According to research by Real Capital Analytics (RCA), Dubai's commercial property jumped 148 per cent to $3.12 billion (Dh11.45bn) last year.
In second place was St Petersburg in Russia with an increase of 60 per cent to $1.98bn.
Only 76 markets worldwide had more than $1bn in sales volume last year, down from 135 markets in 2007. Sales for the top 10 markets declined 62 per cent in aggregate.
Two of the three new arrivals, Beijing and Hong Kong, which each moved up seven places to number four and eight, were from Asia Pacific. Two other Asia-Pacific markets, Tokyo and Singapore, each moved up three spots to number three and six. Emea's Stockholm made the biggest move, vaulting an impressive 18 markets to number 10.

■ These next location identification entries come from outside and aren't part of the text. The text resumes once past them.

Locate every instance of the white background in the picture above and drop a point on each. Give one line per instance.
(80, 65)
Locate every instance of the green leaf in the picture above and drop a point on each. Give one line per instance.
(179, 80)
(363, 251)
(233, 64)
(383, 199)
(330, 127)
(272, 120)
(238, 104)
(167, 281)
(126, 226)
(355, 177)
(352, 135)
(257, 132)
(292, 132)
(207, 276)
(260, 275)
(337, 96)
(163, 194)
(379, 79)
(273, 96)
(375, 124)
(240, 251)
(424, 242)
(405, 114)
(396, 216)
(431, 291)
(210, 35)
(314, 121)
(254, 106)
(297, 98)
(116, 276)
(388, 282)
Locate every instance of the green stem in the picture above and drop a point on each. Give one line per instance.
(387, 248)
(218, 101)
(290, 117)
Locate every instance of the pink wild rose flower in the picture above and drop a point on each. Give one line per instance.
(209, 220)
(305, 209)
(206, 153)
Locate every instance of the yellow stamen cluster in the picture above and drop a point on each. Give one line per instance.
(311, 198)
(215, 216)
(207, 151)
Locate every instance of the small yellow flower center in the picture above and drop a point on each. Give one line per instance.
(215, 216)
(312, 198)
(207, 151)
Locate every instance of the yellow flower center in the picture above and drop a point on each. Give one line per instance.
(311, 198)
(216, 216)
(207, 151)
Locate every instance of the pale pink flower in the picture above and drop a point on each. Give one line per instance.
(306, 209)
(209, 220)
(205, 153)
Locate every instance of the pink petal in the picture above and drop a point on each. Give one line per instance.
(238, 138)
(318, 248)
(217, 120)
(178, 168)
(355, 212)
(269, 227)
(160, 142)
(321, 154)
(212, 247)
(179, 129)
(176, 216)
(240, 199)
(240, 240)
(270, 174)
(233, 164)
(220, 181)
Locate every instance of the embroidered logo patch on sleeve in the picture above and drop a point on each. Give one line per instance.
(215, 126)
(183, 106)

There were only five other markets with volume of more than $1bn, none of which are in the top tier of world capitals. Eight of the biggest gainers were in emerging markets, including five in Asia.
The US, which had no big gainers, had three major losers, led by condo-saturated Las Vegas at number six, which had a downdraft of 87 per cent. Three markets, topped by Hanover, Germany, had a volume decline of more than 90 per cent; the remaining losses were clustered between 89 per cent and 85 per cent.
Number two and four were Chinese cities, and Sydney, reflecting Australia's 2008 setback, was in fifth place, the report said.
With the typical spate of year-end deals, some would have expected the rate of decline in commercial property sales volume to slow in the final quarter of 2008. But the drop accelerated in the developing world, with activity plummeting as the year drew to a close.